Ci è stato insegnato che i miti antichi erano racconti eziologici, ossia storie nate per spiegare in maniera immaginifica eventi a cui la scienza e le conoscenze tecniche delle civiltà antiche non riuscivano a dare una spiegazione logica. Così, ad esempio, i fenomeni atmosferici legati ai temporali, come tuoni e fulmini, venivano attribuiti a un dio iracondo e suscettibile che scagliava folgori sulla Terra ogni volta che gli uomini violavano le sue leggi: così agivano Thor, Zeus e Juppiter. Oppure l’affermarsi delle nuove tecnologie veniva spiegato miticamente come un dono degli dei: così in Egitto dal nomadismo si sarebbe passati alla vita stanziale solo dopo che Iside ebbe insegnato agli uomini l’agricoltura; gli antichi Germani avrebbero appreso la sacra scrittura runica da Odino, e presso i Greci la coltivazione della terra era strettamente legata al benvolere delle dee Demetra e Persefone, protettrici delle messi, alle quali erano dedicati i riti misterici celebrati ad Eleusi.

Ma… se il mito non avesse solo carattere eziologico, e trasmettesse anche significati occulti?
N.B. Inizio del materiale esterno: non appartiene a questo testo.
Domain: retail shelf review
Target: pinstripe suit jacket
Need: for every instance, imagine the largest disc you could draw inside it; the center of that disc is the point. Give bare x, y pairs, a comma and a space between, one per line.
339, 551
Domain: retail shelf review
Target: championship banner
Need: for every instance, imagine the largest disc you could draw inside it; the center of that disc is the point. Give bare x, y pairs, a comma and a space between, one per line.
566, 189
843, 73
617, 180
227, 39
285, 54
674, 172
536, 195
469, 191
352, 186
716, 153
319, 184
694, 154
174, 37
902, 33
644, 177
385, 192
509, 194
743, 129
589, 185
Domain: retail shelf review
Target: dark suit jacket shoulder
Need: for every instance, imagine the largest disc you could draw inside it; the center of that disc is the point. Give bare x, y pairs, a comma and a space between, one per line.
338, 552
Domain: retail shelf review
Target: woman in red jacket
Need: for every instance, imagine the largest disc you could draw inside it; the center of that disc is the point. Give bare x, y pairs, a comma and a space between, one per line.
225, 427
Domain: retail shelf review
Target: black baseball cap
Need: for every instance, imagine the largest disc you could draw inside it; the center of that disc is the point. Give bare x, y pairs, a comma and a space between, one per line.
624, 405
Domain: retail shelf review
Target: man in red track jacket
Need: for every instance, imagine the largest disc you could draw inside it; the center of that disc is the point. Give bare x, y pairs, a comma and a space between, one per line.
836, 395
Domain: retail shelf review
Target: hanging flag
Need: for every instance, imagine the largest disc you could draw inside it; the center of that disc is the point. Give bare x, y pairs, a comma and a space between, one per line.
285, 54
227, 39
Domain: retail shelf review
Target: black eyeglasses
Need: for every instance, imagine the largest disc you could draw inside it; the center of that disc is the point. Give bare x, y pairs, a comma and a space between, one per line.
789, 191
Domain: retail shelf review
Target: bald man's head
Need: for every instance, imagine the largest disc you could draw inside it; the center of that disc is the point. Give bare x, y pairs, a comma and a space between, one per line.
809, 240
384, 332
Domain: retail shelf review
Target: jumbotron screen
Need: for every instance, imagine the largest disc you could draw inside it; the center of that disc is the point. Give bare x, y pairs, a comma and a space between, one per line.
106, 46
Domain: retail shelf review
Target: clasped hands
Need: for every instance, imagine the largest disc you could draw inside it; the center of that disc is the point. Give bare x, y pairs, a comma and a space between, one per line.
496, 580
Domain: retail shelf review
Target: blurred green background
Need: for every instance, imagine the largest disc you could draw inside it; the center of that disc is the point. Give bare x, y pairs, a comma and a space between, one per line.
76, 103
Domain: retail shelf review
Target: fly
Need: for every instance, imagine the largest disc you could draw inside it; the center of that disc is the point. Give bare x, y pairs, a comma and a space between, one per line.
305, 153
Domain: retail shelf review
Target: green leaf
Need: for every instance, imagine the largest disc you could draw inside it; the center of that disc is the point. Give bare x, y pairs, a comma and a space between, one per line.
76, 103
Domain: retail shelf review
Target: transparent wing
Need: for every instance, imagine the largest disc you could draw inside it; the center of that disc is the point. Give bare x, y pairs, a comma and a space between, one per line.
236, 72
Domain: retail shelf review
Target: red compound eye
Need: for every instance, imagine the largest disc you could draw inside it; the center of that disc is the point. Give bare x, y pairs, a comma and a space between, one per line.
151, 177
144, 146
Concentriamo l’attenzione proprio sul mito del ratto di Persefone e indaghiamone il simbolismo. Si narra che Persefone, detta anche Kore Kosmou, la Fanciulla Cosmica, un giorno stesse correndo in un prato presso il lago di Pergusa, vicino a Enna, cogliendo fiori colorati con le compagne, tra cui vi erano alcune Ninfe e le dee Atena e Diana. Alla vista di un candido narciso, la fanciulla, figlia di Demetra, si allontanò dalle altre e appena ebbe reciso il fiore, la Terra si spalancò e ne uscì Plutone su una quadriga dorata trainata da 4 cavalli neri. L’orribile dio degli Inferi, sia per il suo aspetto, sia per il luogo in cui regnava, non riusciva a trovar moglie, e così aveva ottenuto da Zeus il permesso di rapire la bellissima Persefone e farne la sua sposa e la sovrana dell’Ade.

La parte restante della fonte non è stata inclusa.